Who Pays for Health Care Reform, Continued
Who’s paying for health care reform? We’ve seen it’s not the rich people or ‘greedy’ companies that are paying the price, it’s us ordinary people. But, as they say, “there’s more!” Many aspects of the Patient Protection and Affordable Care Act (PPAC) actually hurt the very people the bill aims to help. The result is that these people are paying for it as well.
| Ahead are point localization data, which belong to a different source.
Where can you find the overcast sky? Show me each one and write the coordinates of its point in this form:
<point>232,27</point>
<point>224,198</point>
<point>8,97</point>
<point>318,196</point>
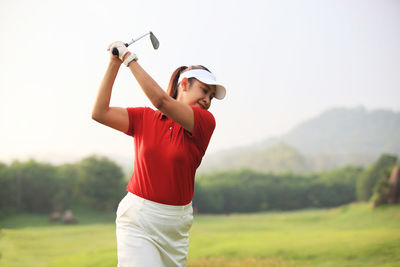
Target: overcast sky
<point>282,62</point>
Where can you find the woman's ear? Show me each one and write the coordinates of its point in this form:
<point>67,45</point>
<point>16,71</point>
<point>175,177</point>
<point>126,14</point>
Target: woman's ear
<point>185,84</point>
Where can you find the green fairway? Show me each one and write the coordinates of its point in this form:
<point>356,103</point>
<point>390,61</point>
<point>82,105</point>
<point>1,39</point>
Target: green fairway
<point>352,235</point>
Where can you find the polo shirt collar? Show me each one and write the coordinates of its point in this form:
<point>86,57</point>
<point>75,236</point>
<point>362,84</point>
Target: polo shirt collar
<point>161,115</point>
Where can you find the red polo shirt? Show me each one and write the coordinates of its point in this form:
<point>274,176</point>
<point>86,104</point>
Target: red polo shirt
<point>166,155</point>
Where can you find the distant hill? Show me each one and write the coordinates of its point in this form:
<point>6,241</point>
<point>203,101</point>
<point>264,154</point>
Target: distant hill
<point>335,138</point>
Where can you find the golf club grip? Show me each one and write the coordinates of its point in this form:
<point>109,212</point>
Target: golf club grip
<point>115,50</point>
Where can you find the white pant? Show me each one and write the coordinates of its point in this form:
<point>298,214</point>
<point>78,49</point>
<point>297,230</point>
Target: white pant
<point>152,234</point>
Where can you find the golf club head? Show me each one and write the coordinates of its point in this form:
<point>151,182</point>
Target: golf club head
<point>154,41</point>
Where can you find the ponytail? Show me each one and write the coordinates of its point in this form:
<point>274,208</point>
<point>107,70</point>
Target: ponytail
<point>172,90</point>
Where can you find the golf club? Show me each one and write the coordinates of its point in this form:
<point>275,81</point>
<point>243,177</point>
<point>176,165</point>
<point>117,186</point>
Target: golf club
<point>153,39</point>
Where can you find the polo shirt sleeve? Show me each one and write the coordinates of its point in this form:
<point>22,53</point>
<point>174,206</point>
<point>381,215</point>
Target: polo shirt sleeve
<point>135,120</point>
<point>204,125</point>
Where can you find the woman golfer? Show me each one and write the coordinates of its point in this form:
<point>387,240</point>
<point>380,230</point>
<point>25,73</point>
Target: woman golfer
<point>154,218</point>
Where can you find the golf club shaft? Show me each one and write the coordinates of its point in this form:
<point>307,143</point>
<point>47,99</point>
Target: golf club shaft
<point>134,40</point>
<point>115,50</point>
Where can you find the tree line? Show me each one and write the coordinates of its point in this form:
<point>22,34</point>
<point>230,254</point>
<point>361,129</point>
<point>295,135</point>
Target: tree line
<point>98,183</point>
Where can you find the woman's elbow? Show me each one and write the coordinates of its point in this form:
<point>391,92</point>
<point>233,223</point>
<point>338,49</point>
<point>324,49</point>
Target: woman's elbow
<point>96,116</point>
<point>161,102</point>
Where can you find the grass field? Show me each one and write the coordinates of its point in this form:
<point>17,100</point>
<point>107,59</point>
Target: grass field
<point>351,235</point>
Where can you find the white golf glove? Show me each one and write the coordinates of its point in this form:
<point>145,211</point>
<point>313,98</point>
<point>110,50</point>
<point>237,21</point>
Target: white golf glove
<point>121,48</point>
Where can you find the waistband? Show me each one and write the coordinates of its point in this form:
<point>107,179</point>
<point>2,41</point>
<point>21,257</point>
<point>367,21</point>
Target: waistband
<point>159,207</point>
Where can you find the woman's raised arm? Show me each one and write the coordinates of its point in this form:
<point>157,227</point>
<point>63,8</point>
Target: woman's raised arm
<point>114,117</point>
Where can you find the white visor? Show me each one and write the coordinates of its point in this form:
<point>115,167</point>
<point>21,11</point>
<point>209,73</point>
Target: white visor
<point>207,78</point>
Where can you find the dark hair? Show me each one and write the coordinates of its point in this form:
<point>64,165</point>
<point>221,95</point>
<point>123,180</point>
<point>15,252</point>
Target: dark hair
<point>173,82</point>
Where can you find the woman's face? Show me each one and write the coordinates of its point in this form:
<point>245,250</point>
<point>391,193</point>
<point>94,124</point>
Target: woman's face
<point>198,94</point>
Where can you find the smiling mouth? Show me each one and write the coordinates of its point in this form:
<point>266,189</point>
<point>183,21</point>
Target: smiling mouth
<point>202,106</point>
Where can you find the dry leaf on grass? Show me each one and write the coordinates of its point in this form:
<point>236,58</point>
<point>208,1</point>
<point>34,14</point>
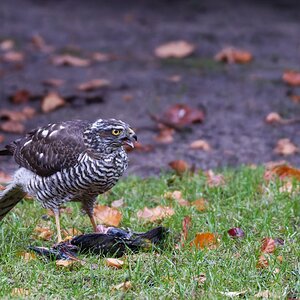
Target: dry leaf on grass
<point>70,60</point>
<point>200,145</point>
<point>214,180</point>
<point>43,233</point>
<point>205,240</point>
<point>114,263</point>
<point>51,102</point>
<point>175,49</point>
<point>234,55</point>
<point>20,292</point>
<point>12,127</point>
<point>155,214</point>
<point>13,57</point>
<point>107,215</point>
<point>93,84</point>
<point>179,166</point>
<point>285,147</point>
<point>200,204</point>
<point>291,78</point>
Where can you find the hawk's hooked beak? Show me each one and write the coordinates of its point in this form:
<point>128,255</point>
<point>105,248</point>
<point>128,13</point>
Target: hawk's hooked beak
<point>131,138</point>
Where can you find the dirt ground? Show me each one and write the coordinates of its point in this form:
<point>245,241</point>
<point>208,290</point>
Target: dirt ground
<point>236,97</point>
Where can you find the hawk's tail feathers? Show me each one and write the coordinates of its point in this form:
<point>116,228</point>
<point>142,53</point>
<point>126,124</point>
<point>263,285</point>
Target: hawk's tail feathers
<point>9,198</point>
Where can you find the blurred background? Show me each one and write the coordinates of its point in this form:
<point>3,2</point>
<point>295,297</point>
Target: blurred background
<point>213,83</point>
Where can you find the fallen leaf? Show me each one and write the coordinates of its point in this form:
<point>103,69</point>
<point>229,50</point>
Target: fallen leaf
<point>179,166</point>
<point>7,45</point>
<point>233,294</point>
<point>114,263</point>
<point>205,240</point>
<point>268,245</point>
<point>108,215</point>
<point>291,78</point>
<point>5,178</point>
<point>118,203</point>
<point>43,233</point>
<point>51,102</point>
<point>236,232</point>
<point>200,204</point>
<point>263,294</point>
<point>180,115</point>
<point>12,127</point>
<point>70,60</point>
<point>165,136</point>
<point>13,56</point>
<point>175,49</point>
<point>20,96</point>
<point>214,180</point>
<point>19,292</point>
<point>200,145</point>
<point>234,55</point>
<point>285,147</point>
<point>93,84</point>
<point>53,82</point>
<point>126,285</point>
<point>155,214</point>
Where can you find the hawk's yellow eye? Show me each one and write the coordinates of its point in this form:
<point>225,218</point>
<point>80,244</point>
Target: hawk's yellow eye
<point>116,131</point>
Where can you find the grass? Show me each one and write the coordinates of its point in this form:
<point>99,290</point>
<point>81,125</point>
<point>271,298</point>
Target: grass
<point>245,201</point>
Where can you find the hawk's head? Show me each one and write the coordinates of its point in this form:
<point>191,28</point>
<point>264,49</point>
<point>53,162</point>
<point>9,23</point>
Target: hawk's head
<point>109,135</point>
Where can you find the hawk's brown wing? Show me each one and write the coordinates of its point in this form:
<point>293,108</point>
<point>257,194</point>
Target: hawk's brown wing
<point>51,148</point>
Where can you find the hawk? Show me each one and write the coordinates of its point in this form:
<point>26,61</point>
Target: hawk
<point>67,161</point>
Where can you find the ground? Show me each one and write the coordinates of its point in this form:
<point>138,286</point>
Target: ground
<point>236,97</point>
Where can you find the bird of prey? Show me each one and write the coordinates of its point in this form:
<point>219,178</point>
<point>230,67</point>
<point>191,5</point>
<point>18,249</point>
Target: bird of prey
<point>67,161</point>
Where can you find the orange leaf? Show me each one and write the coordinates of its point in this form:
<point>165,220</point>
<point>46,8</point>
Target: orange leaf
<point>107,215</point>
<point>233,55</point>
<point>51,102</point>
<point>114,263</point>
<point>268,245</point>
<point>200,204</point>
<point>176,49</point>
<point>205,240</point>
<point>291,77</point>
<point>156,213</point>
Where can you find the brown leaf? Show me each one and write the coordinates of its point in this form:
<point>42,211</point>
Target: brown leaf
<point>175,49</point>
<point>285,147</point>
<point>19,292</point>
<point>7,45</point>
<point>70,60</point>
<point>214,180</point>
<point>114,263</point>
<point>155,214</point>
<point>93,84</point>
<point>200,204</point>
<point>43,233</point>
<point>13,56</point>
<point>291,78</point>
<point>5,178</point>
<point>12,126</point>
<point>118,203</point>
<point>268,245</point>
<point>179,166</point>
<point>107,215</point>
<point>180,115</point>
<point>53,82</point>
<point>165,136</point>
<point>205,240</point>
<point>234,55</point>
<point>200,145</point>
<point>126,285</point>
<point>21,96</point>
<point>51,102</point>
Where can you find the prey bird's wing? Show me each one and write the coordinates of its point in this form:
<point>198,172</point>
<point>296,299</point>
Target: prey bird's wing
<point>51,148</point>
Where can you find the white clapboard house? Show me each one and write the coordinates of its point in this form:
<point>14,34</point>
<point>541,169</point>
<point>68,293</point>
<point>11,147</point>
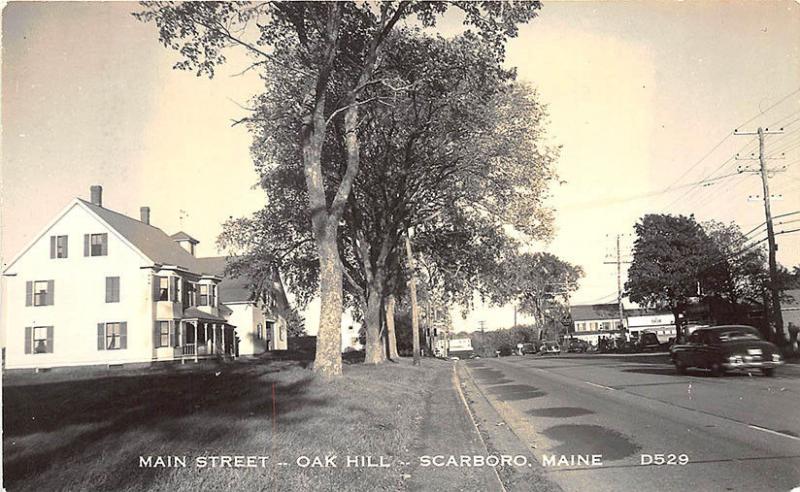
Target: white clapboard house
<point>97,287</point>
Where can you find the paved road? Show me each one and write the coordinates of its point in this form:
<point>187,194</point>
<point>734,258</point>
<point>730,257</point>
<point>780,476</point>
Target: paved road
<point>739,432</point>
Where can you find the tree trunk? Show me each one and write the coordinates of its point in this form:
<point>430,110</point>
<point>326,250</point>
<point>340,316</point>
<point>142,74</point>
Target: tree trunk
<point>390,301</point>
<point>328,359</point>
<point>678,326</point>
<point>372,318</point>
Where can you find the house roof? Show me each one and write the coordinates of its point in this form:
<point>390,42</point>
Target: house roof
<point>194,313</point>
<point>150,240</point>
<point>646,312</point>
<point>182,236</point>
<point>231,289</point>
<point>594,312</point>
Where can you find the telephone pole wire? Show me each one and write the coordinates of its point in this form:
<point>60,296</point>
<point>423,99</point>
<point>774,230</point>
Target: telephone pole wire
<point>773,265</point>
<point>620,306</point>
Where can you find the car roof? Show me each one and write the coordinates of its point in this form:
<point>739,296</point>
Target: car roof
<point>725,327</point>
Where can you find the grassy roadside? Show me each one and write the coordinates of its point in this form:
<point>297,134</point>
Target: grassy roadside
<point>87,432</point>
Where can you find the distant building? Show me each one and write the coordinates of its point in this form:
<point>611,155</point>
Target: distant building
<point>602,320</point>
<point>790,311</point>
<point>662,323</point>
<point>590,322</point>
<point>99,287</point>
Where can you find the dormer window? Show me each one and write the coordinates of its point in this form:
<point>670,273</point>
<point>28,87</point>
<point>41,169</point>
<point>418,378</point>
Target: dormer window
<point>203,291</point>
<point>163,289</point>
<point>95,244</point>
<point>58,246</point>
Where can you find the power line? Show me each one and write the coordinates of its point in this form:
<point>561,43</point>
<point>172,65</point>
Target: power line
<point>784,98</point>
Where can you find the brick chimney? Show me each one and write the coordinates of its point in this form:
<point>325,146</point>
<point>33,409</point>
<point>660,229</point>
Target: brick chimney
<point>144,212</point>
<point>96,192</point>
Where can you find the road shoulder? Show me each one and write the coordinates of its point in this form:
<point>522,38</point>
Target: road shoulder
<point>500,439</point>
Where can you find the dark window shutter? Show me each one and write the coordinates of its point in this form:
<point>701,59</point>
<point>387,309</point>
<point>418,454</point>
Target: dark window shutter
<point>101,336</point>
<point>123,335</point>
<point>50,292</point>
<point>172,334</point>
<point>49,339</point>
<point>28,339</point>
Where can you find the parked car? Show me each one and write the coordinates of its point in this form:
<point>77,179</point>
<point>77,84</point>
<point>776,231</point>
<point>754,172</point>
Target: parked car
<point>550,348</point>
<point>649,341</point>
<point>726,348</point>
<point>577,345</point>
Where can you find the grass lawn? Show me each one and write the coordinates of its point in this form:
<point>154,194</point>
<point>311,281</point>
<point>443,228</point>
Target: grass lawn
<point>86,432</point>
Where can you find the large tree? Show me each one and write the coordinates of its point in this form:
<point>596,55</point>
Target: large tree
<point>455,154</point>
<point>672,259</point>
<point>323,55</point>
<point>535,282</point>
<point>740,272</point>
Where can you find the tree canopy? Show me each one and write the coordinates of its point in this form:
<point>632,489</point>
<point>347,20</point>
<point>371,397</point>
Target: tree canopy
<point>673,257</point>
<point>317,60</point>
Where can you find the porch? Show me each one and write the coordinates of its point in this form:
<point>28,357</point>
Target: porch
<point>201,336</point>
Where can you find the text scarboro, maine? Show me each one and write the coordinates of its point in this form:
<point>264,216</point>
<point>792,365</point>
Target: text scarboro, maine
<point>328,461</point>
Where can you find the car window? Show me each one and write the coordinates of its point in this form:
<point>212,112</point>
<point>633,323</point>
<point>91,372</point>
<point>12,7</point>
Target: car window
<point>737,334</point>
<point>710,338</point>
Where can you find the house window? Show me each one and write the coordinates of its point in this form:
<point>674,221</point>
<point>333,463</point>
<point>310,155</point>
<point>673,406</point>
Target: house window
<point>39,293</point>
<point>95,244</point>
<point>112,289</point>
<point>175,281</point>
<point>203,295</point>
<point>188,295</point>
<point>163,289</point>
<point>163,333</point>
<point>39,340</point>
<point>58,246</point>
<point>112,336</point>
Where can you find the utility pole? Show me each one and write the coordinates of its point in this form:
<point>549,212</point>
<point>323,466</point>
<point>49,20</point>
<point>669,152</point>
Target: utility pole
<point>777,318</point>
<point>412,287</point>
<point>619,262</point>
While most large companies offer health insurance benefits to their employers, smaller companies either cannot afford to do so, or may do so to a lesser extent. Given their goal of universal health coverage, lawmakers require businesses with 50 or more full-time employees to provide health coverage or face stiff penalties. This is a worthwhile goal but this approach will cause much harm and little good. Here are the details:
People earning up to 4 times the federal poverty level ($64,000 for individuals/$88,000 for family of four), who have no insurance, will qualify for a government subsidy to pay for health insurance. Employers with at least 50 employees, who don’t provide health insurance and have at least one employee who would qualify for this health care subsidy, face a $2000 penalty for each employee he has over the number 30.
If an employer does offer insurance, but it costs the employee more than 9.5% of household income or covers less than 60% of health care costs, and if any one employee receives a health care subsidy, the employer must pay a penalty of $3000 for each employee receiving a subsidy or $2000 for each of his employees.
You don’t need a degree in business management or accounting to see the consequences of this part of the law. Smaller companies who typically operate on a small profit margin would be forced to take actions with serious consequences which could include:
- - Cutting lower paid employees hours to below the 30 hours that defines a full-time worker
- - Raising prices and risking the loss of business if customers won’t pay the higher cost
- - Keeping the number of employees below 50, thus disqualifying the company from the burden of the law
- - Providing insurance but reducing employee pay to make up the difference in cost
- Avoiding the hiring of single-parents who would more likely qualify for health care subsidies
- - Consider dropping existing health coverage if the number of employees qualifying for subsidies makes this more financially viable. This would force the rest of the employees to purchase their own insurance with after-tax dollars.
- - Replacing full time employees with contractors
- - Going out of business
But wait, “there’s more!”. McDonald’s Corp., representing 30,000 hourly workers at 10,500 U.S. locations just announced that, unless changes to the law are made, it will drop the health benefits it now provides. In this case, it’s another of the law’s requirements: that 85% of premiums be spent on medical benefits. Given the higher administrative costs associated with rapid turn-over of employees and relatively low spending on claims, it would be difficult if not impossible to adhere to the requirement.
And yes, there’s still more: According to a recent survey released by the National Business Group on Health, 2/3 of large employers will ask employees to pay more for their health insurance next year. This includes higher contribution costs (63%), out-of-pocket costs (46%) and deductible rates (44%). Although rates tend to go up every year along with the cost of health care, the 2011 rates are steeper because the new health care law requires health insurers to increase coverage.
In the end, it’s not companies that are paying for health care reform, it’s us ordinary people. And, unfortunately some of us will pay, not with dollars but with lower wages, lost jobs, and fewer opportunities.